5. Results: Yields and comparison with previous work

In this section, we extensively compare our work with previous studies that have adopted the same progenitors to perform explosive nucleosynthesis calculations. The goal is to highlight how different explodability and different explosion engines (i.e., a different explosion dynamics) affect the results. Moreover, comprehensive comparisons between nucleosynthesis calculations from sophisticated explosion simulations (e.g., this work) and more simplistic, widely used explosion models remain scarce in the literature. A sample of elemental and radioactive isotope yields is shown in Appendix D, and the full tables are available online (see Data Availability section).

5.1. Comparison with PUSH and WH07

As mentioned above, the WH07 models analyzed in this work include those from Woosley & Heger (2007), who performed explosive nucleosynthesis calculations using the piston model to simulate shock propagation (see, e.g., Woosley & Weaver 1995; Woosley et al. 2002). In particular, they provide four different explosion models for each progenitor: (i, ii) setting the mass cut at either the iron core edge or where the specific entropy per baryon is 4; (iii, iv) setting the explosion energy (i.e., kinetic energy of the ejecta at infinity) to 1.4 or 2.4 B.

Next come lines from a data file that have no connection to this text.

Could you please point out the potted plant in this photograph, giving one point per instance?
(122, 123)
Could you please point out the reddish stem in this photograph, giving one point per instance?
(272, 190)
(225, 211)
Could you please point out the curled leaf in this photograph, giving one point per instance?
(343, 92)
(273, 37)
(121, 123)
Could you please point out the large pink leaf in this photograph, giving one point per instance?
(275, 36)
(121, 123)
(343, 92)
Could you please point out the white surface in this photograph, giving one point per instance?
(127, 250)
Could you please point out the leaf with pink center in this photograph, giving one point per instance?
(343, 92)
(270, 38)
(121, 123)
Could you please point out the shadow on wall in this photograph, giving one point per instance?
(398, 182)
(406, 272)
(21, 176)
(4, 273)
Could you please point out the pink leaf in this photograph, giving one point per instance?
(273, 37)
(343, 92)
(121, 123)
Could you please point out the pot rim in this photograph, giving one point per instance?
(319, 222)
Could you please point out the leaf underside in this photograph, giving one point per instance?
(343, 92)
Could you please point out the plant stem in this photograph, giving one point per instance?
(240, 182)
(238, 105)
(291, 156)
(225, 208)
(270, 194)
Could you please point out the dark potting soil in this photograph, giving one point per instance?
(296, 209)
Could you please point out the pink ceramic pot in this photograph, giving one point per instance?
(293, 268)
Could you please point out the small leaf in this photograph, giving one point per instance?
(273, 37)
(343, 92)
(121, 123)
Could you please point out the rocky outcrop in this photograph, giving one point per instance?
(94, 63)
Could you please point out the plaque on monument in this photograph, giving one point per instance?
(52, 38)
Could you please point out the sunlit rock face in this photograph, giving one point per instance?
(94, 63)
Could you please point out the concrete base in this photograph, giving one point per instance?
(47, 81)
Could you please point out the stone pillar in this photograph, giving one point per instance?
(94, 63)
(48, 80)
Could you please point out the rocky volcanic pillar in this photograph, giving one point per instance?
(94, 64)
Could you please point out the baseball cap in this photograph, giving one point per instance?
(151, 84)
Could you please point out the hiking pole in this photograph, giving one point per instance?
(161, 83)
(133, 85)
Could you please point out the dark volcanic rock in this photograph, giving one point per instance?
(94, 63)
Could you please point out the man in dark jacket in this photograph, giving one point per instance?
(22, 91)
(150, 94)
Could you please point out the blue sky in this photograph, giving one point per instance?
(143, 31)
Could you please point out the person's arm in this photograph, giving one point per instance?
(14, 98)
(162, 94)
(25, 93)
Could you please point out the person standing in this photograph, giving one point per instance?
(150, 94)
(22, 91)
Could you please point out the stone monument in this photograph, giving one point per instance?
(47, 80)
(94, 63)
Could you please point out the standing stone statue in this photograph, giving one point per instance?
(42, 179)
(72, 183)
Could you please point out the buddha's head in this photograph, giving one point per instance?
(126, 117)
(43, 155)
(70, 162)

We compare our results to WH07 models with a 1.4 B explosion energy and mass cut at a specific entropy per baryon of 4, (roughly the Si/O interface) because, as seen in Fig. 1, our explosion energies for all the WH07 progenitors are lower than 2.0 B. We stress again that these widely used nucleosynthesis yields treat explosion energy as a free parameter and is usually fixed for all progenitors, which is, of course, nonphysical as discussed in the previous section. We only compare to the WH07 set where the mass cut is set to the Si/O interface since, as it has extensively been shown (Boccioli et al. 2025a, 2023; Vartanyan et al. 2021; Lentz et al. 2015; Summa et al. 2016; Vartanyan et al. 2018; Ertl et al. 2016; Wang et al. 2022; Tsang et al. 2022), the accretion of this interface through the shock often corresponds to the onset of the explosion, and therefore its location roughly corresponds to the remnant mass (Boccioli & Fragione 2024; Liu et al. 2021; Raithel et al. 2018; Patton & Sukhbold 2020).

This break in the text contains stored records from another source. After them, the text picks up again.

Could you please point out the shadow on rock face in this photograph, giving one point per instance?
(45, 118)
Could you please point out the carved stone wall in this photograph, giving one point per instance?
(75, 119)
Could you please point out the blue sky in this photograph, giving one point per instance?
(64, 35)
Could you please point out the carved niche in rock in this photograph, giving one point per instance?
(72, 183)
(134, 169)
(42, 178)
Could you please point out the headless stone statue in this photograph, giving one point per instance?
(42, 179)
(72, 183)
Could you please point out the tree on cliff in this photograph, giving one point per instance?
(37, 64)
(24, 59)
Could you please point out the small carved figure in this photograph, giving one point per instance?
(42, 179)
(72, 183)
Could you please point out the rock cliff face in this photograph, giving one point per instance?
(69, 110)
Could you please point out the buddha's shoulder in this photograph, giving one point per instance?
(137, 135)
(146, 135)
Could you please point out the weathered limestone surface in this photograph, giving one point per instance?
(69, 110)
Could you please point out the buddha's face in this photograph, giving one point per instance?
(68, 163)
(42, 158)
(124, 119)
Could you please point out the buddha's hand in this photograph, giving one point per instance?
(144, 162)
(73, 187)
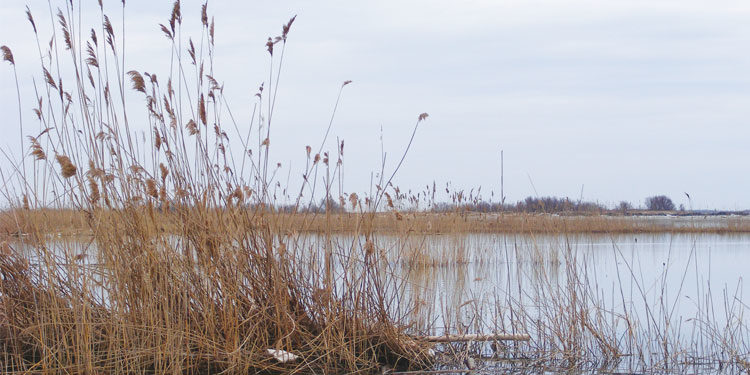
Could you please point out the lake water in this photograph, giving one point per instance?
(655, 300)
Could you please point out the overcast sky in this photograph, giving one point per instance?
(617, 100)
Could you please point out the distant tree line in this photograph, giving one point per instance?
(528, 205)
(557, 205)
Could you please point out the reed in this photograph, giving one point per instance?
(182, 269)
(166, 251)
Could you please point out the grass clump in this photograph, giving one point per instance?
(178, 267)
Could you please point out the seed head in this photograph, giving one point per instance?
(66, 166)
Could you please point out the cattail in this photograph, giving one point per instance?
(30, 18)
(66, 166)
(202, 110)
(66, 32)
(192, 127)
(269, 46)
(138, 83)
(91, 60)
(191, 50)
(5, 249)
(285, 28)
(237, 194)
(166, 31)
(163, 193)
(157, 139)
(353, 199)
(48, 77)
(94, 195)
(176, 15)
(7, 55)
(151, 188)
(204, 14)
(164, 172)
(390, 201)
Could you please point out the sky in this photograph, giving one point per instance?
(607, 101)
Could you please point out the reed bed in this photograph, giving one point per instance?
(182, 271)
(71, 222)
(166, 251)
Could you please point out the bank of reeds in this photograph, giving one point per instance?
(182, 270)
(171, 258)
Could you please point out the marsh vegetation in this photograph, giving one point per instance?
(171, 253)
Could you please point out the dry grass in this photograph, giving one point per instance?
(140, 257)
(72, 222)
(168, 259)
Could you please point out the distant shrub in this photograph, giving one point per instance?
(659, 203)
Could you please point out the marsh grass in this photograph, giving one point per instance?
(184, 270)
(166, 251)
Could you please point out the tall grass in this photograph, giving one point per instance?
(183, 271)
(182, 262)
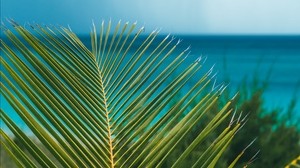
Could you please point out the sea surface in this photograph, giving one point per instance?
(273, 59)
(241, 59)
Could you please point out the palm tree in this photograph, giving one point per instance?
(111, 106)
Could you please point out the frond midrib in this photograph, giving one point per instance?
(106, 112)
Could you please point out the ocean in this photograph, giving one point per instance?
(274, 59)
(241, 59)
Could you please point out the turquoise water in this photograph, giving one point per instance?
(275, 59)
(240, 57)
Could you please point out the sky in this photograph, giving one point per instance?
(281, 17)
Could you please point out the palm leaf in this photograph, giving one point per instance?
(108, 106)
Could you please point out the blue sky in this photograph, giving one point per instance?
(173, 16)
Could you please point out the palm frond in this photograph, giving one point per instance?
(108, 106)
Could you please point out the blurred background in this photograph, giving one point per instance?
(254, 44)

The location of the mass cut is plotted for all three sets in Fig. 11 as a function of initial ZAMS mass and pre-supernova compactness (defined in Eq. (7)). The well-known correlation between compactness and mass cut appears in all three sets and is simply the consequence of the dependence of the remnant mass on the Chandrasekhar mass (Timmes et al. 1996; Boccioli & Fragione 2024). The latter increases with iron core mass and, thus, compactness, since larger iron cores produce more compact stars.

Fig. 11. Mass cuts obtained in this work (blue dots) compared with those obtained by WH07 (red squares) and C19 (green triangles) for the explosions of the WH07 progenitors. As expected, the mass cut correlates with compactness (except for one outlier from WH07). Notice that we find mass cuts that are larger than those of C19 and WH07, who instead find comparable values. The reason is that our explosions are triggered some time after the Si/O interface is accreted, whereas in the case of WH07 they force the explosion exactly at the location of the interface. C19 forces the explosion by increasing heavy-neutrino heating and, as a consequence, as soon as the Si/O interface crosses the shock, the explosion occurs much more quickly than in our simulations, and therefore mass accretion stops abruptly. The one outlier from WH07 has a mass cut close to the outer Si/O interface. However, an oxygen pocket is already present much closer to the inner core, hence the large difference with respect to our models.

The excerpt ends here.